Luxury goods also give luxury consumers a voice to express values and perspectives that commodity good consumers do not convey through their purchases.

As a result, one social group’s perspectives will be reinforced, while the others’ unheard. Again, this affirms social inequality.

On the other hand, however, conscious luxury is deemed “luxury” when rarity is brought together with skilled artisanship, precision and respect in the production.

In this way, conscious luxury bridges the dichotomy between the consumer and producer, placing intrinsic value on the latter.

While conscious luxury may foster inequality between consumers, it has the potential to empower artisans, provided that it is combined with transparency at every stage.

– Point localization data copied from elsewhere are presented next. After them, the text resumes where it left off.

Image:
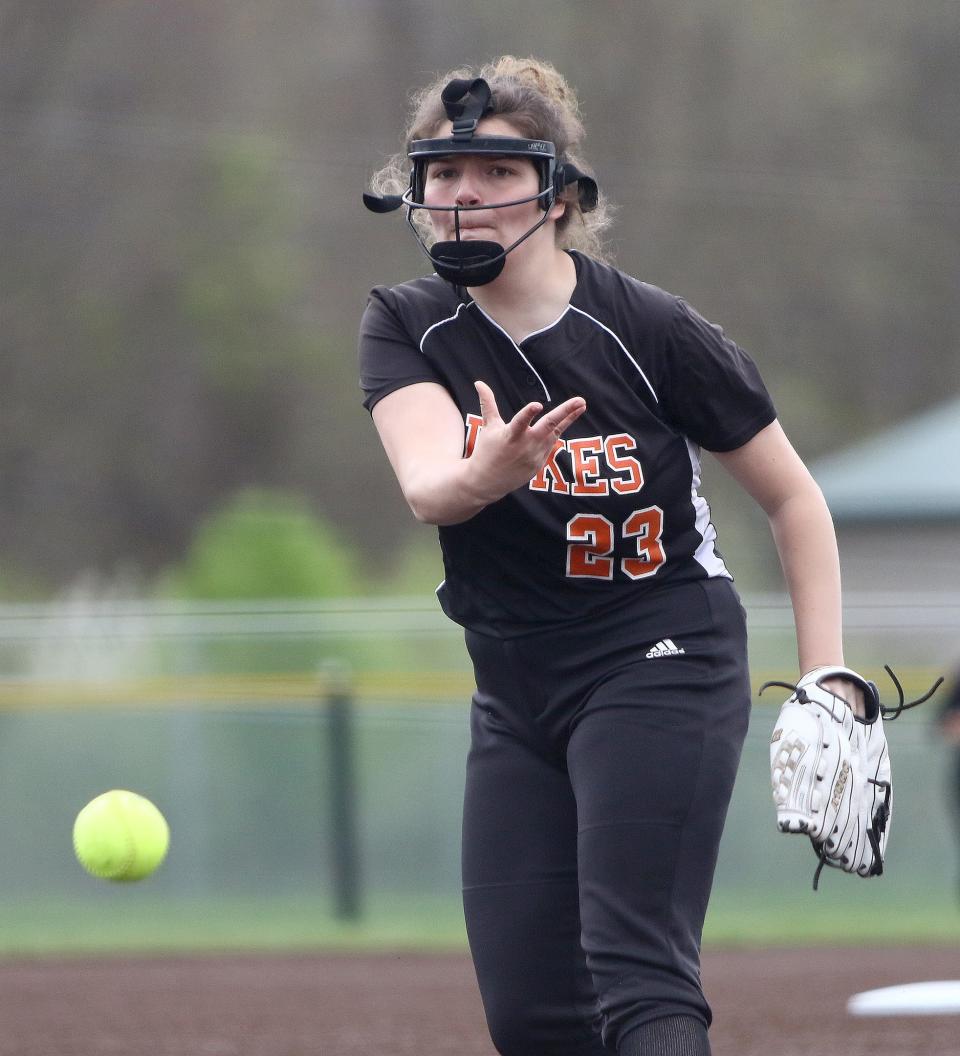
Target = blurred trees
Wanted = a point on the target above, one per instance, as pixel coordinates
(185, 260)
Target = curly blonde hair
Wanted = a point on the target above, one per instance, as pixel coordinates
(538, 99)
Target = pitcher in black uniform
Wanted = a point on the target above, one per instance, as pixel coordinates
(547, 412)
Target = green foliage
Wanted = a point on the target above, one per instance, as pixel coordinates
(265, 544)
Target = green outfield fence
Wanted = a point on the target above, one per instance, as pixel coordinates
(309, 757)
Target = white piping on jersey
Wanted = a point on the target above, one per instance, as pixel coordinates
(623, 347)
(707, 554)
(518, 349)
(449, 319)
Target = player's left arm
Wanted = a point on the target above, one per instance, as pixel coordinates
(771, 471)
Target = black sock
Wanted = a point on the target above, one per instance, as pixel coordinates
(669, 1036)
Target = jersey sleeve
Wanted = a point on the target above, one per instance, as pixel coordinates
(390, 356)
(715, 394)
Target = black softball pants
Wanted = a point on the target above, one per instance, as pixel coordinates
(598, 783)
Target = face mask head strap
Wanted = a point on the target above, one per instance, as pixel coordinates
(476, 262)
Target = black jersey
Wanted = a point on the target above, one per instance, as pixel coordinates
(616, 509)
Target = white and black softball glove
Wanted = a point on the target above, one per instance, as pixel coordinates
(830, 770)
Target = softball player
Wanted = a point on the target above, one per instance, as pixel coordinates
(547, 412)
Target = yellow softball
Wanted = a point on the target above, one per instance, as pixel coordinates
(120, 835)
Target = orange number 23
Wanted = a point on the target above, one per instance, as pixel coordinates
(590, 540)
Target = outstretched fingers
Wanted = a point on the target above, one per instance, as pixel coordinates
(489, 410)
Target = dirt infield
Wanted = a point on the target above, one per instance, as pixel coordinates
(767, 1003)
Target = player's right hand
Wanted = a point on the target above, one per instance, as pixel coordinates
(508, 454)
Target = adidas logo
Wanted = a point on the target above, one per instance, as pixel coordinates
(664, 647)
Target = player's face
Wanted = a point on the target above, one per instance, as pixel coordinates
(483, 180)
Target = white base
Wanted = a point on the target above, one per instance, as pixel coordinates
(940, 998)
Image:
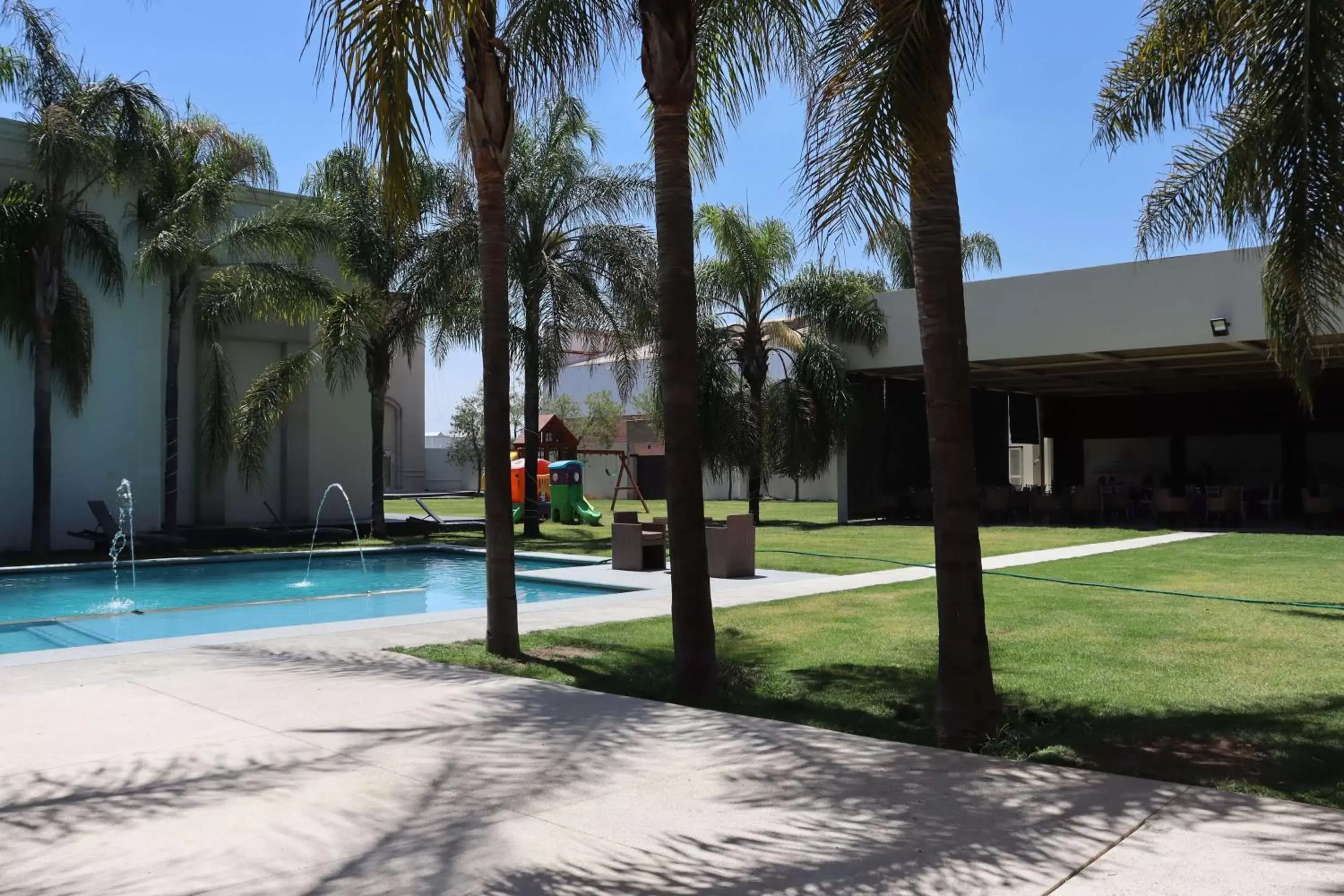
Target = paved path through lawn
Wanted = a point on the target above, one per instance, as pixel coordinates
(289, 767)
(302, 762)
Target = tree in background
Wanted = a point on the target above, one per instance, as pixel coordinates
(467, 429)
(404, 280)
(797, 422)
(84, 132)
(396, 61)
(879, 143)
(190, 238)
(581, 275)
(892, 244)
(600, 422)
(1261, 84)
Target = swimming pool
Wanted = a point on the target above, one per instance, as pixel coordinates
(78, 607)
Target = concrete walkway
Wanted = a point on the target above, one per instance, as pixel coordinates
(650, 595)
(287, 767)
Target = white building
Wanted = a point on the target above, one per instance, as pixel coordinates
(323, 440)
(588, 375)
(1140, 374)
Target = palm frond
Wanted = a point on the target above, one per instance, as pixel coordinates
(349, 324)
(1178, 70)
(394, 61)
(72, 346)
(92, 241)
(215, 424)
(840, 304)
(742, 47)
(291, 232)
(560, 43)
(260, 291)
(808, 412)
(980, 250)
(263, 408)
(869, 104)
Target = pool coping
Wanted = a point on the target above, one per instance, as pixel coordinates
(568, 559)
(273, 633)
(120, 648)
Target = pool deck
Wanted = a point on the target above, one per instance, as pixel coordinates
(314, 762)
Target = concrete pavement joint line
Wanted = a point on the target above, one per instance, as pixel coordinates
(218, 712)
(1117, 841)
(287, 735)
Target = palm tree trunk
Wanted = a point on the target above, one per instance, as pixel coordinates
(41, 538)
(171, 386)
(46, 300)
(668, 62)
(531, 410)
(490, 128)
(968, 711)
(756, 383)
(379, 374)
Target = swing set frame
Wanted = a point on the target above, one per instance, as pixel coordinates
(624, 476)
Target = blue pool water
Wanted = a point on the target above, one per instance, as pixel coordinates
(47, 610)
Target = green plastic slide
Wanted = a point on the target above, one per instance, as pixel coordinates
(586, 513)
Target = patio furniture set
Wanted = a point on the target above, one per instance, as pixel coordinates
(643, 547)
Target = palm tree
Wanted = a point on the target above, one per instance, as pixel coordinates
(402, 280)
(190, 237)
(705, 62)
(879, 142)
(892, 244)
(84, 132)
(581, 275)
(396, 62)
(768, 316)
(1261, 84)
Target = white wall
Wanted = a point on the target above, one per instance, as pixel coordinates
(324, 439)
(1249, 460)
(826, 488)
(1093, 310)
(1127, 460)
(443, 474)
(581, 381)
(408, 390)
(117, 436)
(1326, 458)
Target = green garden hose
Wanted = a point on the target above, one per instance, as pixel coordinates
(1074, 582)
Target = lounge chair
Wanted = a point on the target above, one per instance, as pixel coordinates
(435, 523)
(732, 548)
(281, 532)
(638, 547)
(107, 527)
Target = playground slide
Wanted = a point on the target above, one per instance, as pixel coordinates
(585, 512)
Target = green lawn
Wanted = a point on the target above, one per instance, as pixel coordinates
(787, 526)
(1229, 695)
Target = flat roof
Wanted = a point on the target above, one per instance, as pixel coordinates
(1132, 328)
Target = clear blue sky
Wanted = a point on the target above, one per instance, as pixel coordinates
(1027, 172)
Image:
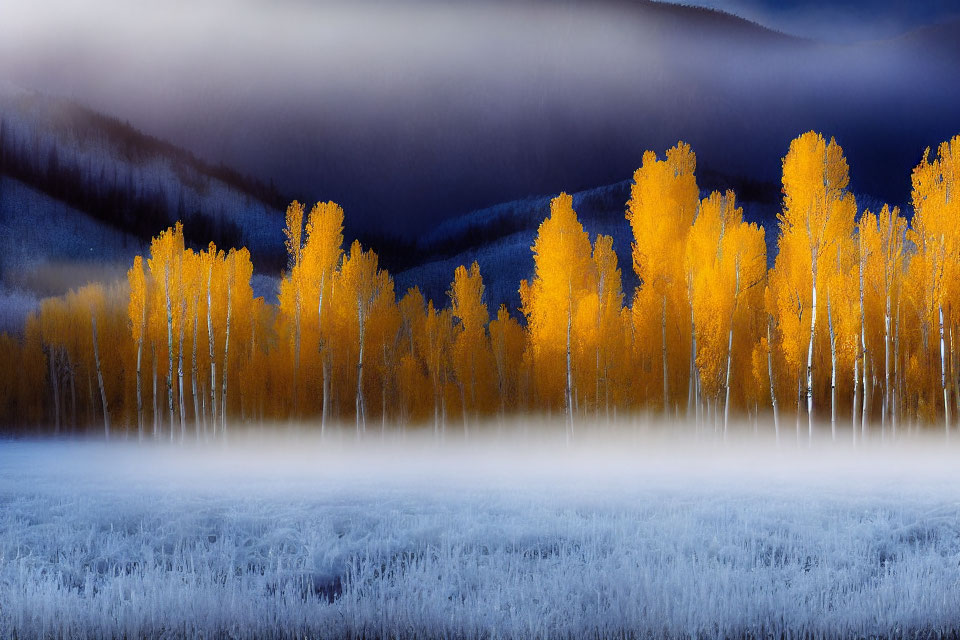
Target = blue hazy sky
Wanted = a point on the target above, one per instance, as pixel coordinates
(839, 20)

Due to automation of production, research today is less interested in the worker but rather the impact of consumption on the individual and social groups. That is valid.

It is crucial to understand how shopping leads to social domination, mobility or oppression, but these efforts do not tell the whole story. They have forgotten the human force behind production.

To assess dimensions of social inequality through consumption, one cannot disregard the reciprocation of social position that takes place between the maker and the consumer.

WHETHER CONSCIOUS LUXURY is friend or foe to social inequality is too early to tell.

What is certain is that it has the ability to open up possibilities to social innovation in places we do not even look.